Utente 441XXX
Buongiorno,

so che l'unico modo per avere la certezza è il test .. ma nel frattempo sono un po' comfuso (e molto preoccupato).

A fine Agosto ho ricevuto una fellatio non protetta da una "persona a rischio" .. dopo una settimana sono cominciati una serie preoccupante di sintomi che permangono tuttora (mal di gola, stanchezza, linfonodi dolenti, varie ed eventuali) ... oramai sono passate 5 settimane ma i miei disturbi rimangono. Ho fatto il test (incluso ag P24)a 22 giorni dal fatto ed è risultato negativo, in più, visto il tipo di rapporto, mi hanno sconsigliato di rifare il test e mi hanno detto di "mettermi l'anima in pace" che non ho nulla (anche le analisi del sangue sono ottime). E' vero che in fondo il rapporto orale passivo non è a rischio e basta un test a 3 settimane? La persona che ho interpellato (medico) mi dice una cosa .. ma in internet ne leggo un'altra ... non manco di sfiducia verso il mio dottore .. ma visto il mio stress e visti i miei sintomi ... sono un po' preoccupato.

Grazie

[#1] dopo  
37134

Cancellato nel 2009
Gentilissimo paziente il rapporto descritto è a basso rischio.

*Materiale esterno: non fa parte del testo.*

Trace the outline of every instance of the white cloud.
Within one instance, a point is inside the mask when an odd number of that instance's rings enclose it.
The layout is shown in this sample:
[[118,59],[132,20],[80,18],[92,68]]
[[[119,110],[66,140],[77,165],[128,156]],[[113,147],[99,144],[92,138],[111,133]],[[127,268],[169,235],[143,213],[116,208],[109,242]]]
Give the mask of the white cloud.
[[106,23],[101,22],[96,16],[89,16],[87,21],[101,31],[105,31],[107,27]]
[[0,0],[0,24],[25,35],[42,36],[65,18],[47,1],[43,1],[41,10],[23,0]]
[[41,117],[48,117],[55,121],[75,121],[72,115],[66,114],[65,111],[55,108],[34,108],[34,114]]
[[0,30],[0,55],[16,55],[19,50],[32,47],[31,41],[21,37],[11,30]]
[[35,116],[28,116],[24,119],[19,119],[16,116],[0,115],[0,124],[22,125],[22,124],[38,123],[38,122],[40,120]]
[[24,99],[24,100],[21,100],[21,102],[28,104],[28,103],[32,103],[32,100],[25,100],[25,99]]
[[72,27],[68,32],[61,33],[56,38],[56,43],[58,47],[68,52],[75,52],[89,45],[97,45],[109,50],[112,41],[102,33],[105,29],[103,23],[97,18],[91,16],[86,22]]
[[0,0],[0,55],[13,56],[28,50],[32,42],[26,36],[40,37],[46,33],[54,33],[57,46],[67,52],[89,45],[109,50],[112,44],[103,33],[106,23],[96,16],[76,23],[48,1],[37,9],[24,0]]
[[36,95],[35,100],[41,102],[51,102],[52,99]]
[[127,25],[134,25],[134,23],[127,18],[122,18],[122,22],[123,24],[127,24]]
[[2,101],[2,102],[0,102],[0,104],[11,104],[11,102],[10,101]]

Se i suoi attuali sintomi fossero di sieroconversione ed eseguisse il test questo sarebbe significativo. Il test definitivo al di la di ogni dubbio è comunque a 100 giorni dal contatto a rischio.
Marcello Masala MD
[#2] dopo  
Utente 441XXX

Iscritto dal 2007
Dottore scusi ... ma la frase "Se i suoi attuali sintomi fossero di sieroconversione ed eseguisse il test questo sarebbe significativo" mi è rimasta criptica .. che intende dire?

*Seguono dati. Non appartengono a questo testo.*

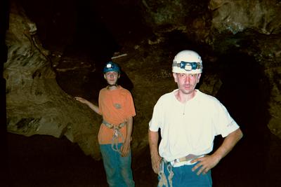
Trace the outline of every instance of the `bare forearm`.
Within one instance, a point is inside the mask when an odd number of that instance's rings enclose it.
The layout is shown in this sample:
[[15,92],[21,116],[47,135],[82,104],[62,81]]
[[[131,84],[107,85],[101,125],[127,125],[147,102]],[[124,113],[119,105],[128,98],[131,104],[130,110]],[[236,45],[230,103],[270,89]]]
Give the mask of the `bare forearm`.
[[150,148],[151,165],[155,174],[159,172],[161,157],[158,152],[158,132],[148,130],[148,141]]
[[233,132],[225,138],[221,146],[214,153],[213,155],[221,160],[233,148],[242,136],[243,134],[240,129]]

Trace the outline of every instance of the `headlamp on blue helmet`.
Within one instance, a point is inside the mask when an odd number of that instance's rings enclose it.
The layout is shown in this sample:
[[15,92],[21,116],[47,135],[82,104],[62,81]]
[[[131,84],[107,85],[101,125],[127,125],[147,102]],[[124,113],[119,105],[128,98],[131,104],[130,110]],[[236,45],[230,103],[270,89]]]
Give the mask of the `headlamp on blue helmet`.
[[116,71],[120,74],[120,68],[117,64],[112,62],[108,62],[103,68],[103,74],[109,71]]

Poi avrei un ultimo quesito da porle (sia gentile ma può immaginare lo stato di stress ...)

Informandosi su internet si legge un po' di tutto ed il suo contrario .. in sostanza: a parte la plausibilità biologica di trasmissione dell'Hiv tramite rapporto orale passivo (fellatio), sono mai stati documentati dei casi? Ho letto qualcosa sull'argomento che faceva riferimento ad uno studio sulla comunità gay di San Francisco, ma si riferiva ad "eventi" attivi o passivi?

L'ISS addirittura mi ha sconsigliato (attraverso il numero verde) di rieseguire il test se non per mia sicurezza (visto che continuo ad avere una sintomatologia che non so a cosa attribuire) ma escludono la possibilità di contagio ... dicono sarei il primo ... e il primato non mi interessa!

Grazie ancora per la ulteriore delucidazione.
[#3] dopo  
37134

Cancellato nel 2009
Contagio per chi subisce un rapporto orale passivo è non raro ma addiritura eccezzionale. La frase criptica significa che se uno esegue un test durante la sieroconversione il test è positivo. Quindi se un test viene negativo durante i sintomi di una sospetta sieroconversione vuol dire che quei sintomi nulla avevano a che fare con l'HIV.
Marcello Masala MD
[#4] dopo  
Utente 441XXX

Iscritto dal 2007
Dottore grazie del servizio che offrite e della ulteriore delucidazione.